Denis Bertrand avait des envies de me faire goûter des vins au verre, mais je veux profiter de ma présence en ce lieu pour dénicher un vin que j’aurais du mal à trouver. La carte est très bien fournie, mais les prix ont parfois attrapé la folie des grands hôtels parisiens. Il va donc falloir louvoyer.

Mon œil s’arrête sur un vin mythique. Je demande à Denis si je peux le prendre, mais je sens que ça coince. Denis a envie de me faire plaisir, car nous nous apprécions depuis très longtemps. Mais la bouteille que je guigne est sa dernière, et je sens qu’il aimerait la garder en cave comme un totem. Je lui suggère de demander à Anne-Sophie Pic. Et soudain, c’est le noir. Denis ne revient pas et lorsque je l’aperçois, je ressens sa gêne d’amoureux du vin.

Le temps passe et enfin il revient. Il n’a pas posé la question à Anne-Sophie. Je rejoins ma table dans la salle du restaurant et ça me fait mal de voir Denis aussi travaillé dans ses chairs, ne voulant pas me décevoir et gardien jaloux de son trésor. Comme je le comprends !

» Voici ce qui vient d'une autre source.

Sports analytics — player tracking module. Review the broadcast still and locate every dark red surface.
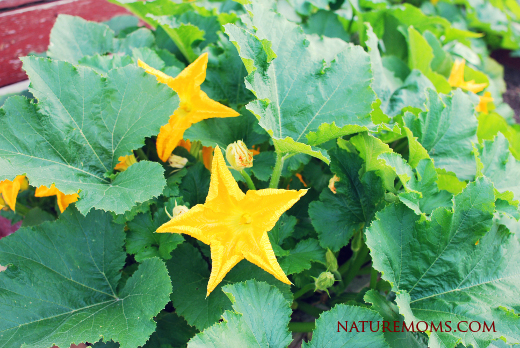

Mon envie de ce vin n’a fait que s’amplifier. Denis s’est fait sa religion. Pour donner une indication au lecteur qui n’a pas encore eu la tentation de regarder plus bas dans le texte, si j’ai eu cette envie, c’est que sur un mur, le peintre Cathelin a fait un portrait d’Anne-Sophie. Quel beau prétexte pour boire un vin de génie. Les angoisses de Denis disparaissent. Le dîner peut prendre son cours.

Mon menu est : les poireaux jaunes du Poitou et le caviar Alverta, poireaux crayons et anchois de Méditerranée marinés, bouillon au thé vert Matcha / la langoustine au casier, saisie au beurre de langoustine, bouillon léger à la pomme verte, feuille de cannelier, anis vert et céleri branche / le turbot côtier poché lentement, coulant de petits pois et oignons doux aux bourgeons de sapin, thé sencha et vanille de Tahiti / le chevreau de la Drôme confit à la camomille, pomme de terre grenaille confite et ail des ours à la réglisse.

La crème brûlée au foie gras en amuse-bouche est accompagnée d’une mousse à la pomme Granny-smith. C’est délicat et accentue la tension du Bollinger.

Denis porte comme le Saint-Sacrement un Ermitage Cuvée Cathelin Chave 1991. Le vin est d’une année mythique dans le Rhône et c’est la deuxième année qui a été faite depuis la création de la Cuvée Cathelin. Nous sentons le premier verre sans boire et ce vin s’annonce conforme au mythe. On va le laisser tranquille car arrive le premier plat. Le caviar (le même que celui du bar légendaire) forme avec l’anchois snacké une combinaison merveilleuse où chaque composante ressort encore plus goûteuse. Ça pétille et le poireau calme tout cela. C’est un plat de dosage et d’équilibre. Le Bollinger suit bien, mais le plat est le gagnant.

Il est temps de boire le vin rouge. Le Cathelin, c’est un choc. Je fais : « ho ! ». En moi-même, je me dis : « madre de Dios ». Le nez est diabolique de profondeur. L’attaque est toute en douceur, avec des petits fruits rouges. Le milieu de bouche, c’est la structure, l’architecture, le poivre. Ce vin est un char d’assaut. Et le finale est sur des notes de bois et de poussière cendrée. La longueur est infinie. C’est proprement divin.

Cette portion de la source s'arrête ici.